Given a graph $G=(V,E)$, and a set $T\subseteq V$ of terminals, we say that $S \subseteq V\setminus T$ is feasible if $G[T\cup S]$ is connected.
In other words, a feasible solution is a set of non-terminals $S$ so that all the terminals can pairwise reach each other in $G[T \cup S]$.
I also know the following about my graph:
- Each non-terminal node is incident to at most 2 terminals.
- $T$ is an independent set.
Now suppose I have a minimal feasible solution $S$. This means that removing any node from $S$ would disconnect some pair of terminals.
Is it true that the average degree of terminal nodes in $G[T \cup S]$ is at most 2?
I believe this to be true, and I can't find a counterexample. But I am having trouble proving it. Thanks for any help!!!

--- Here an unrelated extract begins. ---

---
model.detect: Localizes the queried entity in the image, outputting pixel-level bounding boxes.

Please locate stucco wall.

Edit: (an even simpler counter example) Here is a counter example to your problem : Let $t_1, t_2, ..., t_5, T_1, T_2$ be seven terminal, $s_1, s_2, ..., s_5, s_1', s_2', ..., s_5'$ be vertices from $S$. We define the edges $t_is_i, s_is_i'$ for $i=1...5$, and the edges $s_iT_j$, for $i=1...5, j=1...2$. The resulting graph have a degree of 15, and only 7 terminals.
Edit :
I adapted my proof to show that the average degree is below 3.
We will prove that the sum of the degrees of $T$ is less than $3|T|-4$ (|T|>2) for each feasible solution where each vertex of $S$ is a cut vertex. (The optimal solution must verify this, otherwise, this would contradict minimality). We will prove it by induction on the size of $|T|$ in $H = G[T\cup S]$.
The initialization is true for $|T|=2$, because the sum of the degrees must be $2$ in any minimal solution. For $|T|=1$, the sum of the degrees is $0=|T|-3$.
Let $H = G[T\cup S]$ be a graph. If $|T| > 2$, $H$ must contain at least a vertex $v$ in $S$ (because $T$ is an independent set). $v$ is a cut vertex of $H$. It's deletion creates at least two connected graphs $H_1, H_2, ..., H_n$, which contains sets $T_1, T_2, ..., T_n$ of terminals, each one non-empty, and $S_1, S_2, ..., S_n \subset S$.
Let $A_i \subset S_i$ be the set of vertices such that $H_i\setminus A_i$ is a minimal connected graph spanning $T_i$. The deletion of any vertex of $A_i$ keeps all the vertices of $T_i$ connected in $H_i$. (otherwise, $H\setminus A_i$ would not be connected). If a vertex of $A_i$ is not a cut vertex of $H_i\cup \{v\}$, then its deletion creates one connected component containing $T_i$, and another one containing $v$ (If a connected component contains none of $T_i$ or $v$, then it contains no terminal, and $H$ is not minimal). Lets suppose that there exist two distinct vertices $a_1, a_2 \in A_i \cup \{v\}$ neighbors of a terminal in $H_i$. At least one of these (say $a_1$) have a path to $v$ not going through the other one. If we delete $a_2$, then $H_i$ is connected ($v$ connect $a_1$ which connect a terminal, so $v$ can't be a cut vertex), and so $H$. This contradict minimality of $H$, so only one vertex of $A_i\cup \{v\}$ is neighbor to a terminal in $T_i$. The degree of the terminals between $H_i\setminus A_i$ is at most 2.
We apply the recurrence on each $H_i\setminus A_i$, which are minimal graphs. Each $H_i$ brings a degree of at most $3|T_i|-4+2 = 3|T_i|-2$ if $|T_i| > 1$. If $|T_i|=1$, it also brings a degre of at most $3|T_i|-2$. Summing all of this gives $3|T|-2n \leq 3|T| -4$ because $n\geq 2$.